Kepala Dinas Pemadam Kebakaran dan Penyelamatan Kota Jogja Taokhid mengatakan, upaya antisipasi pada lingkungan strategis memang perlu dilakukan. Tidak terkecuali pada kawasan sumbu filosofis yang telah ditetapkan sebagai warisan budaya dunia oleh UNESCO.
Diakuinya, risiko kebakaran di kawasan sumbu filosofis memang cukup tinggi. Terlebih dengan kondisi Kota Jogja yang luas wilayahnya kecil namun padat penduduk. Selain itu, anggaran dan sumber daya pemadam di Dinas Damkarmat Kota Jogja pun minim. Sehingga memang perlu upaya antisipasi pencegahan kebakaran.
Hal itu yang kemudian mendasari Dinas Damkarmat Kota Jogja membangun sistem keselamatan kebakaran Mas-Jaka (Manajemen Strategis Jogja Aman Kebakaran).Ini merupakan inisiatif dan inovasi yang dibangun agar bisa mendorong percepatan dan penguatan peran dari semua pihak.
Mas-Jaka merupakan sebuah kebijakan untuk mencegah kebakaran. Bentuk programnya berupa sinergitas peran semua komponen pemangku kepentingan untuk meningkatkan ketahanan dan keselamatan kebakaran lingkungan.
Kebijakan Mas-Jaka bakal dilaksanakan melalui beberapa tahapan strategis. Di antaranya pembentukan tim kerja dan Satgas Jogja Aman Kebakaran, pengembangan aplikasi SI-JAKA, pembentukan Forum Keselamatan Kebakaran (FKK) dan Relawan Kebakaran kawasan Gumaton.
Kemudian, penyusunan regulasi Mas Jaka, edukasi dan pendampingan mitigasi risiko kebakaran, simulasi kebakaran kawasan sumbu filosofi, CSR sarpras sistem proteksi kebakaran lingkungan. Serta pembangunan jaringan hidran kering di kawasan penyangga sumbu filosofi dan pembangunan pos damkar di kawasan sumbu filosofi.“Mas-Jaka baru berproses dan rencananya diluncurkan September nanti,” terang Taokhid.
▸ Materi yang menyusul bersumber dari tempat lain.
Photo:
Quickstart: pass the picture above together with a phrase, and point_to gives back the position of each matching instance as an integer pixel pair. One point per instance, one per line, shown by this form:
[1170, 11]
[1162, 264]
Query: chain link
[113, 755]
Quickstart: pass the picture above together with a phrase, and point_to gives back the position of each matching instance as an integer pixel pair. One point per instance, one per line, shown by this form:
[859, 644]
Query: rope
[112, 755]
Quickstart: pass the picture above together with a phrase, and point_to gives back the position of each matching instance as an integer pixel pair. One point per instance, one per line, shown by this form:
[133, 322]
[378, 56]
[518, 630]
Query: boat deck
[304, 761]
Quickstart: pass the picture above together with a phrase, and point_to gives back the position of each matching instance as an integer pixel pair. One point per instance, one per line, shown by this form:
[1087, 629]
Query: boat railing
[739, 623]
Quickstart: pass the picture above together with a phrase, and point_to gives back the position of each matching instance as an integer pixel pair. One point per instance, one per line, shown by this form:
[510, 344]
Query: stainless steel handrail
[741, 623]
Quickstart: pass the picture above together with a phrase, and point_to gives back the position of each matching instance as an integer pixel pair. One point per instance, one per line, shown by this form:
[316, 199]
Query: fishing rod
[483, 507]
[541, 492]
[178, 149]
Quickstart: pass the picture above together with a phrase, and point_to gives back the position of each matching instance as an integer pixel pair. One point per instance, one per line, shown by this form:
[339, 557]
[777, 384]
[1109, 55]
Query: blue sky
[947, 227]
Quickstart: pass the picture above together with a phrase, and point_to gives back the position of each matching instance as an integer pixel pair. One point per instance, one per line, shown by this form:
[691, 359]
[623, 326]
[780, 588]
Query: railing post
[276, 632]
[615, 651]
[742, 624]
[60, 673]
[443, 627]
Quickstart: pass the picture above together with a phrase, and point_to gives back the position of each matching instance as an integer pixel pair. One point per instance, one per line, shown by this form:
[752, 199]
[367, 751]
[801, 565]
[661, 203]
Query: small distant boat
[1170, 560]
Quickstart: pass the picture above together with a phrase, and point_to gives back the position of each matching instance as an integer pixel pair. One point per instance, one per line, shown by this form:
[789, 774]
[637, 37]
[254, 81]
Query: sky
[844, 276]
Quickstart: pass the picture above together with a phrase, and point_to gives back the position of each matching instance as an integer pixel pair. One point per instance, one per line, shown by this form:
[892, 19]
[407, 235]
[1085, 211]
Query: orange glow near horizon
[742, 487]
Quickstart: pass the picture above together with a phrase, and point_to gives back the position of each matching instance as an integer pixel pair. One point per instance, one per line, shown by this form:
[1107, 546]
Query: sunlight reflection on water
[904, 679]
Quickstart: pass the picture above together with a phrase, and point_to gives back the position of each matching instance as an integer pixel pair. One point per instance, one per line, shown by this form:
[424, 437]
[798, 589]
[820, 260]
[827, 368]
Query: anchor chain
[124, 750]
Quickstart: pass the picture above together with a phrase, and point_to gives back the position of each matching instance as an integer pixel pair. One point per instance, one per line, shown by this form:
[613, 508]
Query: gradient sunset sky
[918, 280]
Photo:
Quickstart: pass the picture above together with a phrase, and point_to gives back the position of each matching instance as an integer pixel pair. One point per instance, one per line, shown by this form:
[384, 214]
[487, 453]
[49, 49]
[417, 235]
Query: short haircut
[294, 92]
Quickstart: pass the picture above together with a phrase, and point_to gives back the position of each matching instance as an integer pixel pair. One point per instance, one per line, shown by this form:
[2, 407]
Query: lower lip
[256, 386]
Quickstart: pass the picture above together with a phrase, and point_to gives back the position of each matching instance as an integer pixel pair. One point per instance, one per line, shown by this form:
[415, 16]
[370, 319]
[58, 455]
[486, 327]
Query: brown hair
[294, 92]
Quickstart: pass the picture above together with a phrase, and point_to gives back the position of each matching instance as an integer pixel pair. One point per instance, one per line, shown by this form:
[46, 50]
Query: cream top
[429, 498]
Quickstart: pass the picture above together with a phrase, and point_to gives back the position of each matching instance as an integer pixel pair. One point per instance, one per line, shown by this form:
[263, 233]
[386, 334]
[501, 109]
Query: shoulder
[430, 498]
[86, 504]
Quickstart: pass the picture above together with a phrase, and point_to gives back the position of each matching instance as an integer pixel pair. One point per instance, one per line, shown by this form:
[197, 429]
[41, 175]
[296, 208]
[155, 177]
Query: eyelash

Kepala Seksi Pencegahan dan Inspeksi Dinas Damkarmat Kota Jogja menyampaikan, pencegahan kebakaran pada gedung-gedung juga dilakukan. Terlebih pada gedung yang masuk kategori menengah atau memiliki 4-9 lantai
Aswan menyebut, upaya pencegahan dilakukan petugas melalui kegiatan inspeksi proteksi kebakaran. Pada tahun ini target inspeksi diharapkan dapat menyentuh 40 gedung kategori menengah. Selama berjalannya inspeksi, secara kelengkapan peralatan (pencegahan kebakaran) 90 persen mempunyai.”Tapi memang fungsinya banyak yang bermasalah,” bebernya. (inu/din)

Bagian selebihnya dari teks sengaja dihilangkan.